2. Fetch data corresponding to these stretches using either
    - [GWOSC](https://www.gw-openscience.org)
    - channels, optionally specified in the settings file.
3. Estimate ASDs using Welch's method on these stretches.
4. Save the collection of ASDs.

```text
usage: dingo_generate_asd_dataset [-h] --data_dir DATA_DIR [--settings_file SETTINGS_FILE] [--time_segments_file TIME_SEGMENTS_FILE] [--out_name OUT_NAME] [--verbose]

Generate an ASD dataset based on a settings file.

optional arguments:
  -h, --help            show this help message and exit
  --data_dir DATA_DIR   Path where the PSD data is to be stored. Must contain a 'settings.yaml' file.
  --settings_file SETTINGS_FILE
                        Path to a settings file in case two different datasets are generated in the same directory
  --time_segments_file TIME_SEGMENTS_FILE
                        Optional file containing a dictionary of a list of time segments that should be used for estimating PSDs.This has to be a pickle file.
  --out_name OUT_NAME   Path to resulting ASD dataset
  --verbose

```
where the settings file is of the form
```yaml
dataset_settings:
  f_s: 4096
  time_psd: 1024
  T: 8
  time_gap: 0
  window:
    roll_off: 0.4
    type: tukey
  num_psds_max: 20
  channels:
   H1: H1:DCS-CALIB_STRAIN_C02
   L1: L1:DCS-CALIB_STRAIN_C02
  detectors:
    - H1
    - L1
  observing_run: O2
condor:
  env_path: path/to/environment
  num_jobs: 2    # per detector
  num_cpus: 16
  memory_cpus: 16000
  bid: 200
```

Options correspond to the following:

Sampling rate `f_s` (Hz)
: This should be at least twice the value of `f_max` expected to be used.

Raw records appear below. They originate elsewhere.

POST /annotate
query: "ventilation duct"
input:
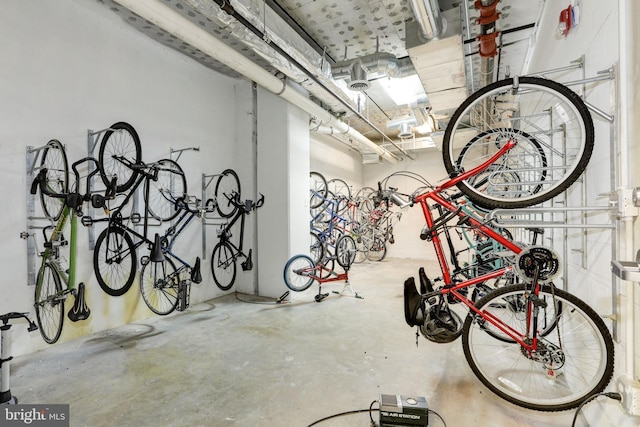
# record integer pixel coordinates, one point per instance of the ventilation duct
(359, 80)
(427, 13)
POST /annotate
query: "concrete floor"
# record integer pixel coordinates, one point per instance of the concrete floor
(227, 362)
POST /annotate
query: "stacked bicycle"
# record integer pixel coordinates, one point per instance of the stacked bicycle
(525, 140)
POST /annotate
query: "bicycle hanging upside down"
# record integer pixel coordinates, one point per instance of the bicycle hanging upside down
(531, 343)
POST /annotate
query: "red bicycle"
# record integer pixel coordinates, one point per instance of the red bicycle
(516, 143)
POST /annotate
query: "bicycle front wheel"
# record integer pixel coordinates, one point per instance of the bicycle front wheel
(120, 140)
(551, 126)
(345, 251)
(159, 286)
(170, 185)
(54, 159)
(223, 265)
(114, 260)
(571, 363)
(49, 303)
(297, 272)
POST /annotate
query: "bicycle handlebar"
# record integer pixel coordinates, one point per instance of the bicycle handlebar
(74, 200)
(15, 315)
(248, 205)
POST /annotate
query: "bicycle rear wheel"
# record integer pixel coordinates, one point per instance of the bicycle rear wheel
(554, 134)
(114, 260)
(227, 187)
(170, 185)
(223, 265)
(54, 159)
(572, 362)
(296, 272)
(120, 140)
(159, 286)
(49, 308)
(345, 251)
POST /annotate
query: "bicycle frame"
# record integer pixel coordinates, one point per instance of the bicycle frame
(452, 289)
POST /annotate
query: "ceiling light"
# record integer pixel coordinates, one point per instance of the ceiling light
(405, 90)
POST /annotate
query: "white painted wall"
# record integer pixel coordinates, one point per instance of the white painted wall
(72, 65)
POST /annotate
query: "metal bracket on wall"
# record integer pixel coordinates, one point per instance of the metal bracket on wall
(208, 218)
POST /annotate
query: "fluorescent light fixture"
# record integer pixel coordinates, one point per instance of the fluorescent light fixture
(405, 90)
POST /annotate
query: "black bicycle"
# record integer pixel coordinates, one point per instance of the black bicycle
(114, 256)
(164, 286)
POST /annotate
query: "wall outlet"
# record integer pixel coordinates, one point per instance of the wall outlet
(630, 391)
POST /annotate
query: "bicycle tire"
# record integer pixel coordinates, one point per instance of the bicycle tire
(378, 250)
(223, 265)
(227, 186)
(345, 251)
(318, 189)
(121, 139)
(170, 186)
(49, 310)
(316, 249)
(114, 260)
(295, 281)
(491, 179)
(341, 193)
(586, 353)
(544, 109)
(54, 159)
(159, 286)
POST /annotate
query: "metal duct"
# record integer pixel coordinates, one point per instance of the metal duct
(162, 16)
(427, 13)
(380, 63)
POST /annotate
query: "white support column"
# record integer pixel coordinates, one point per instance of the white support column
(283, 177)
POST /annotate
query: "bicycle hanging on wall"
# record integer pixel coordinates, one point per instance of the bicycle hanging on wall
(50, 295)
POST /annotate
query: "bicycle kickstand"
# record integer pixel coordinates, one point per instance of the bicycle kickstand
(348, 287)
(320, 295)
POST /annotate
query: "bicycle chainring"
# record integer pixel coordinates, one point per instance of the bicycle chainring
(538, 262)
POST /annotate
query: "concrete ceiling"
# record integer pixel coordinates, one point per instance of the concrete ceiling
(322, 33)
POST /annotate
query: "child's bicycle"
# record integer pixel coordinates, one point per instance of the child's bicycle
(5, 354)
(301, 271)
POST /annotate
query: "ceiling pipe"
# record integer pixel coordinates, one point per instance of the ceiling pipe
(162, 16)
(427, 13)
(487, 38)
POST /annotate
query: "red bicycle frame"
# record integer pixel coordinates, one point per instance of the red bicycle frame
(450, 287)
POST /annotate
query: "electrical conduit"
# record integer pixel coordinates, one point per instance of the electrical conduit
(162, 16)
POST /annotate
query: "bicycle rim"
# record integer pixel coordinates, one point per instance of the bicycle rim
(170, 185)
(159, 286)
(554, 134)
(579, 352)
(54, 159)
(114, 261)
(223, 266)
(49, 309)
(120, 140)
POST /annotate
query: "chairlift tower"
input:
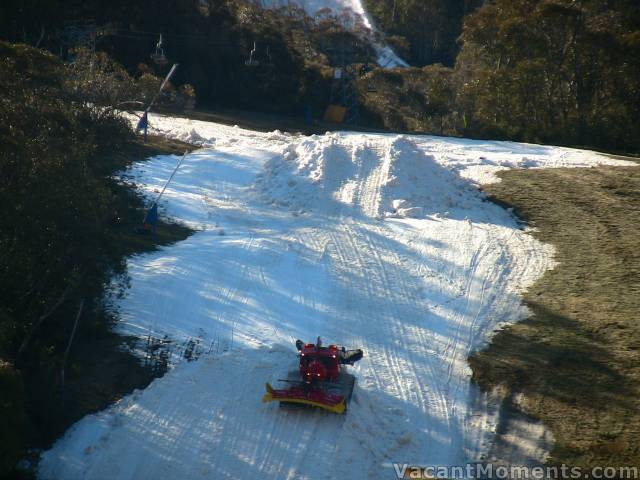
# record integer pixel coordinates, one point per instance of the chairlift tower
(77, 36)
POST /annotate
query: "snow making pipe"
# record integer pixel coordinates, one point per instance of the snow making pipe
(171, 177)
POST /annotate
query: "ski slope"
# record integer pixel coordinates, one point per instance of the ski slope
(387, 58)
(380, 242)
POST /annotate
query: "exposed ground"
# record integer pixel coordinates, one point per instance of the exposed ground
(373, 241)
(577, 359)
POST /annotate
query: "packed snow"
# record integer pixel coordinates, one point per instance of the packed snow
(387, 58)
(372, 241)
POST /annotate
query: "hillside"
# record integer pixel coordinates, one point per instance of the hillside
(373, 241)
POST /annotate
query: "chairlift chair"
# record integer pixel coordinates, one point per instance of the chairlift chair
(252, 62)
(158, 56)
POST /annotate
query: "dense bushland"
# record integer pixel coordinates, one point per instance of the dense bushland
(548, 71)
(62, 238)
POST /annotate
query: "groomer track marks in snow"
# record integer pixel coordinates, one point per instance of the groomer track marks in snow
(313, 245)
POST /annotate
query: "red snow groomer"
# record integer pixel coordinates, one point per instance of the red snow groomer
(321, 380)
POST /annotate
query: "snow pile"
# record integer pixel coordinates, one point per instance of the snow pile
(416, 184)
(417, 294)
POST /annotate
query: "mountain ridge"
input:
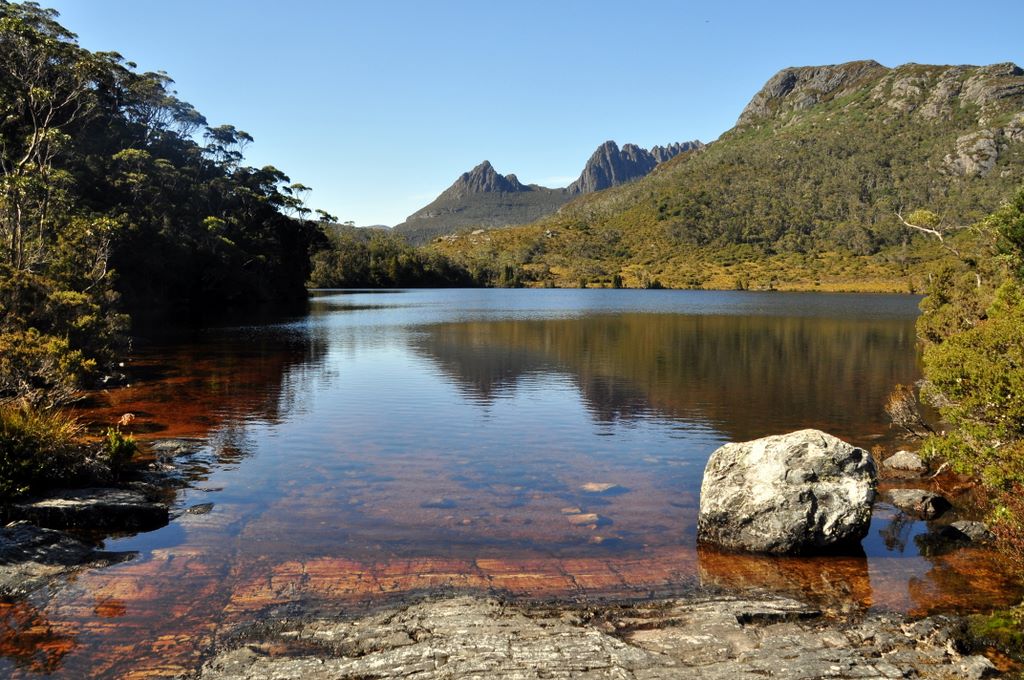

Data length `time_psd` (s)
: The entire length of data from which to estimate a PSD using Welch's method. Periodigrams are calculated on segments of this, and then averaged using the `median` method.

Segment length `T` (s)
: The length of each segment on which to take the DFT and calculate a periodigram.

Gap `time_gap` (s)
: Gap between duration-`T` segments. E.g., if `T_PSD=1024`, `T=8`, `T_gap=8`, then for each PSD, 64 periodigrams are computed, each using data stretches 8 s long, with gaps of 8 s between segments. Segments would then be $[0~\text{s}, 8~\text{s}], [16~\text{s}, 24~\text{s}], \ldots$.

Window function
: Parameters of the window function used before taking DFT of data segments.

`num_psds_max` (optional)
: If set, stop building the dataset after this number of PSDs have been estimated. This setting is useful for building a single-PSD dataset for pretraining a network.

Channels 'channels (optional)
: If set, data will be fetched from these channels, instead of using GWOSC.

Detectors
: Which detectors (H1, L1, V1, ...) to include in the dataset.

Observing run
: Which observing run to use when estimating PSDs.

Condor (optional)
: Settings for [HTCondor](https://htcondor.readthedocs.io/en/latest/index.html) useful for parallelizing the ASD estimation across condor jobs.

(ref:window-factor)=
## Data conditioning

Importantly, the variance of *white* noise in each frequency bin is not 1, but rather

$$
\sigma^2_{\text{white}} = \frac{w}{4\delta f}
$$

where $\delta f$ is the frequency resolution and $w$ is a "window factor".

The denominator in the noise variance is seen to arise most easily in the noise-weighted inner product,

$$
(a | b) = 4 \text{Re} \int_{f_\text{min}}^{f_\text{max}} df\, \frac{a^\ast(f)b(f)}{S_{\text{n}}(f)}
$$

The window factor comes in because a window must be applied to time series data prior to taking the FFT. The windowing is assumed to reduce the power in the noise, but not affect the signal (which is localized away from the edge of the data segment). To simulate this, we add noise with variance scaled by the window factor.

The noise standard deviation is stored in the property `FrequencyDomain.noise_std`. The window factor is calculated from the data conditioning settings specified in the train settings file.